Berlin, the new Tel Aviv

"You’ve never experienced a city like this one before,” they say. Berlin is the European city of choice for Israelis. Above and beyond bitter remembrances of expulsion and extermination, what they seek there now is, first and foremost, fun.

Published on 7 September 2010 at 13:48
Berlin Meschugge  | Flyers for events organised by Berlin Meschugge

Amit and Eynat Sonnenfeld are lugging seven plastic bags through the city; they’re visibly perspiring, but now is not the time for a coffee or ice cream break: they’re in a hurry. The air is warm and humid, as in Tel Aviv. People are pushing and shoving their way through the throng on the narrow pavement at Hackescher Markt. The couple wish they could get away from the crunch, but Eynat Sonnenfeld stops and fishes a slip of paper out of her pocket. This is her to-do list, with two items on it for today: “Birkenstocks” and “Sachsenhausen”, the former concentration camp near Oranienburg.

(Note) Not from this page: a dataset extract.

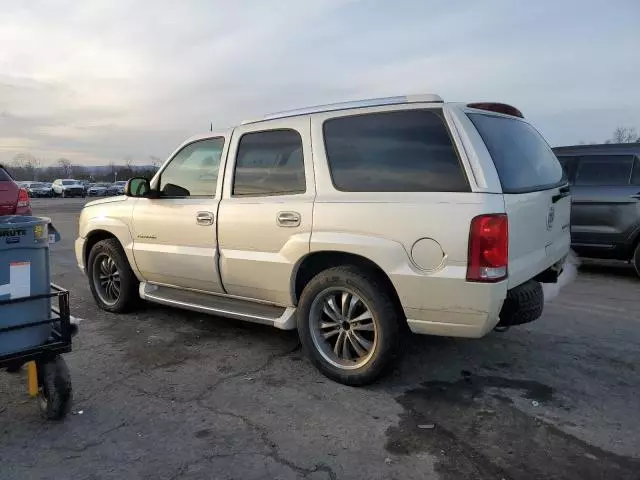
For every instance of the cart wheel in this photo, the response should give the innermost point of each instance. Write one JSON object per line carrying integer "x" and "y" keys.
{"x": 55, "y": 388}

Amit Sonnenfeld swears by Birkenstocks. The company runs poster ads in Israel saying “Made in Germany”. But since the shoes are more expensive down there than in Germany, Amit Sonnenfeld goes ahead and buys three pairs at one fell swoop. Then he wonders whether he’d look funny walking through the concentration camp memorial toting Birkenstock and Zara bags.

Number of Israeli tourists staying in Berlin hotels has quintupled

Amit Sonnenfeld runs a balloon factory; his wife is a “therapeutic clown”, visiting children with cancer in intensive care units. This is their first holiday in a long time and their first trip ever to Germany. Eynat Sonnenfeld is thrilled: “Berlin is so colourful! It has nothing to do with the image of Germany I grew up with.” Her husband says, “I have a hard time imagining my father being deported from here to Sachsenhausen.”

Berlin is booming in the holy land. There are vintage shops in Tel Aviv called “Salon Berlin”, German courses at the Goethe-Instituts in Tel Aviv and Jerusalem are booked solid. Five years ago there was only one non-stop flight from Tel Aviv and Berlin, today there are sometimes three on a single day. Lufthansa has four widebody aircraft flying daily to Germany.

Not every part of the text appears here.